Opinion polls have shown that the far-right Sweden Democrats (SD) is growing in popularity in the Scandinavian country.
A survey by United Minds pollsters in Aftonbladet newspaper published on Monday showed that SD has about 11 percent support, double its showing in the 2010 election.
Other polls in the last few weeks showed a similar trend.
An October poll by Ipsos, published in Dagens Nyheter newspaper showed the SD at 8.5 percent.
"We may be entering a recession and this is a good breeding ground for parties like the Sweden Democrats," said Johanna Laurin Gulled, a polling manager at Ipsos.
The SD is notorious for anti-Muslim, anti-immigrant campaigns.
Immediately after their electoral win in 2010, the SD started working on imposing a moratorium on building new mosques in the Scandinavian country.
The party, whose manifesto describes Muslims as seriously jeopardizing the Swedish nation, has also sought a ban on face-veil and halting immigration from predominantly Muslim countries.
It opposes a panel recommendation that all major religions should be given equal time in lesson plans, saying Christianity should maintain a special status.
Muslims make up some 200,000 of the country's 9.5 million population, according to semi-official estimates.
But leaders of the Muslim minority put the number at 400,000.

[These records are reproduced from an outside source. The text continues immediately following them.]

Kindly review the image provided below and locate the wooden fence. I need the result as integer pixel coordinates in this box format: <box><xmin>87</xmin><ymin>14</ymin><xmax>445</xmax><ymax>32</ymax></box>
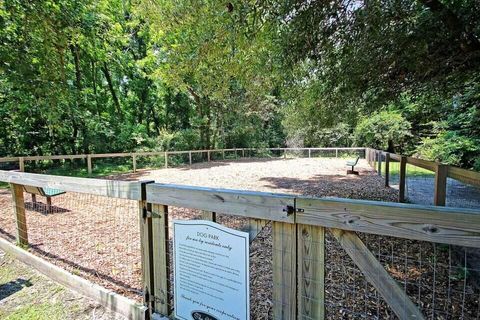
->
<box><xmin>0</xmin><ymin>169</ymin><xmax>480</xmax><ymax>319</ymax></box>
<box><xmin>0</xmin><ymin>148</ymin><xmax>365</xmax><ymax>175</ymax></box>
<box><xmin>365</xmin><ymin>148</ymin><xmax>480</xmax><ymax>206</ymax></box>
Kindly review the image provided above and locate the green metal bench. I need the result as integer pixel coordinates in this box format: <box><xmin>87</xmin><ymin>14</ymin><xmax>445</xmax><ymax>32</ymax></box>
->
<box><xmin>347</xmin><ymin>157</ymin><xmax>360</xmax><ymax>174</ymax></box>
<box><xmin>23</xmin><ymin>186</ymin><xmax>65</xmax><ymax>212</ymax></box>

Observers opine that economic woes and rising unemployment in Sweden are playing into the hands of far-right groups.
"There is a feeling of frustration in Sweden, that there is something happening in Sweden that we have to deal with but mainstream parties are not looking at it," said Daniel Poohl, editor of Expo magazine, an anti-racist publication that investigates far-right politics.

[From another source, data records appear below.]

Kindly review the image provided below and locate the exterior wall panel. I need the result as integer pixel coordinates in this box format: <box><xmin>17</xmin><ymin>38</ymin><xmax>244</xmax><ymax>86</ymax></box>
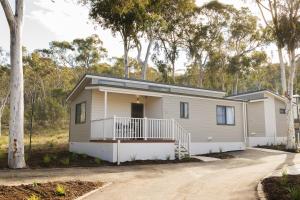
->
<box><xmin>163</xmin><ymin>96</ymin><xmax>244</xmax><ymax>142</ymax></box>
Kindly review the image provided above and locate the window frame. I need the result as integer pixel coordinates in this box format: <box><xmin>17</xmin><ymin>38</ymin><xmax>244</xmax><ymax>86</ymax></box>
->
<box><xmin>75</xmin><ymin>101</ymin><xmax>86</xmax><ymax>124</ymax></box>
<box><xmin>279</xmin><ymin>108</ymin><xmax>286</xmax><ymax>115</ymax></box>
<box><xmin>216</xmin><ymin>105</ymin><xmax>235</xmax><ymax>126</ymax></box>
<box><xmin>179</xmin><ymin>101</ymin><xmax>190</xmax><ymax>119</ymax></box>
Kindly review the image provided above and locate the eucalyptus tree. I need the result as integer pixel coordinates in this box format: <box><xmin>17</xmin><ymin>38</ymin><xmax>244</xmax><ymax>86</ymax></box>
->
<box><xmin>184</xmin><ymin>1</ymin><xmax>233</xmax><ymax>87</ymax></box>
<box><xmin>226</xmin><ymin>8</ymin><xmax>265</xmax><ymax>94</ymax></box>
<box><xmin>0</xmin><ymin>66</ymin><xmax>10</xmax><ymax>136</ymax></box>
<box><xmin>155</xmin><ymin>0</ymin><xmax>196</xmax><ymax>82</ymax></box>
<box><xmin>81</xmin><ymin>0</ymin><xmax>148</xmax><ymax>78</ymax></box>
<box><xmin>255</xmin><ymin>0</ymin><xmax>287</xmax><ymax>95</ymax></box>
<box><xmin>0</xmin><ymin>0</ymin><xmax>26</xmax><ymax>168</ymax></box>
<box><xmin>72</xmin><ymin>35</ymin><xmax>107</xmax><ymax>69</ymax></box>
<box><xmin>256</xmin><ymin>0</ymin><xmax>300</xmax><ymax>149</ymax></box>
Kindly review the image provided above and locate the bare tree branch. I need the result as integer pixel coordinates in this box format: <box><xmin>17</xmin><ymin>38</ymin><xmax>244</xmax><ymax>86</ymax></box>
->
<box><xmin>0</xmin><ymin>0</ymin><xmax>16</xmax><ymax>29</ymax></box>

In Sweden, much SD support has been drawn from dissatisfaction with Prime Minister Fredrik Reinfeldt's centre-right coalition government, which is perceived by many voters as tired and out of ideas after being in power since 2006.

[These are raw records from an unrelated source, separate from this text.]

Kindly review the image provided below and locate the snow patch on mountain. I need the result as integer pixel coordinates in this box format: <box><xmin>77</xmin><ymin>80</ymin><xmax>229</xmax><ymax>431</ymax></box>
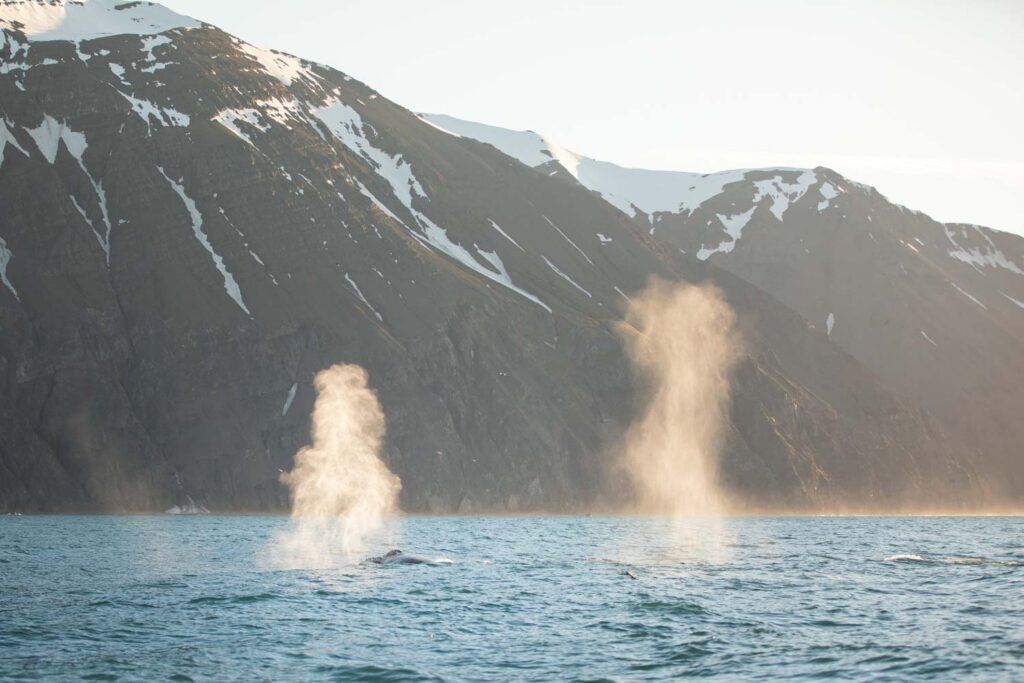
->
<box><xmin>949</xmin><ymin>281</ymin><xmax>988</xmax><ymax>310</ymax></box>
<box><xmin>321</xmin><ymin>111</ymin><xmax>551</xmax><ymax>312</ymax></box>
<box><xmin>311</xmin><ymin>99</ymin><xmax>427</xmax><ymax>208</ymax></box>
<box><xmin>696</xmin><ymin>206</ymin><xmax>757</xmax><ymax>261</ymax></box>
<box><xmin>420</xmin><ymin>114</ymin><xmax>816</xmax><ymax>218</ymax></box>
<box><xmin>345</xmin><ymin>272</ymin><xmax>384</xmax><ymax>323</ymax></box>
<box><xmin>0</xmin><ymin>238</ymin><xmax>22</xmax><ymax>301</ymax></box>
<box><xmin>213</xmin><ymin>108</ymin><xmax>270</xmax><ymax>146</ymax></box>
<box><xmin>0</xmin><ymin>119</ymin><xmax>31</xmax><ymax>167</ymax></box>
<box><xmin>118</xmin><ymin>90</ymin><xmax>191</xmax><ymax>133</ymax></box>
<box><xmin>25</xmin><ymin>114</ymin><xmax>113</xmax><ymax>259</ymax></box>
<box><xmin>818</xmin><ymin>182</ymin><xmax>839</xmax><ymax>213</ymax></box>
<box><xmin>236</xmin><ymin>41</ymin><xmax>319</xmax><ymax>87</ymax></box>
<box><xmin>754</xmin><ymin>171</ymin><xmax>817</xmax><ymax>220</ymax></box>
<box><xmin>999</xmin><ymin>292</ymin><xmax>1024</xmax><ymax>308</ymax></box>
<box><xmin>281</xmin><ymin>382</ymin><xmax>299</xmax><ymax>417</ymax></box>
<box><xmin>0</xmin><ymin>0</ymin><xmax>202</xmax><ymax>43</ymax></box>
<box><xmin>945</xmin><ymin>225</ymin><xmax>1024</xmax><ymax>275</ymax></box>
<box><xmin>157</xmin><ymin>166</ymin><xmax>252</xmax><ymax>316</ymax></box>
<box><xmin>541</xmin><ymin>256</ymin><xmax>594</xmax><ymax>299</ymax></box>
<box><xmin>541</xmin><ymin>214</ymin><xmax>594</xmax><ymax>265</ymax></box>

Over the last few months, Sweden's front pages have featured stories of layoffs from some of their most emblematic companies, such as telecoms giant Ericsson, and debates over immigrants.
People living in Sweden with foreign citizenship account for about 7 percent of the country's population.
A televised debate in October between party leaders quickly turned to immigration, benefitting SD leader Jimmie Akesson.
Polished and well-dressed, Akesson has helped improve the image of a party long perceived as dominated by right-wingers."They have no other solutions apart from isolating Sweden from the rest of the world," Foreign Minister Carl Bildt told Expressen newspaper last week after the publication of one poll.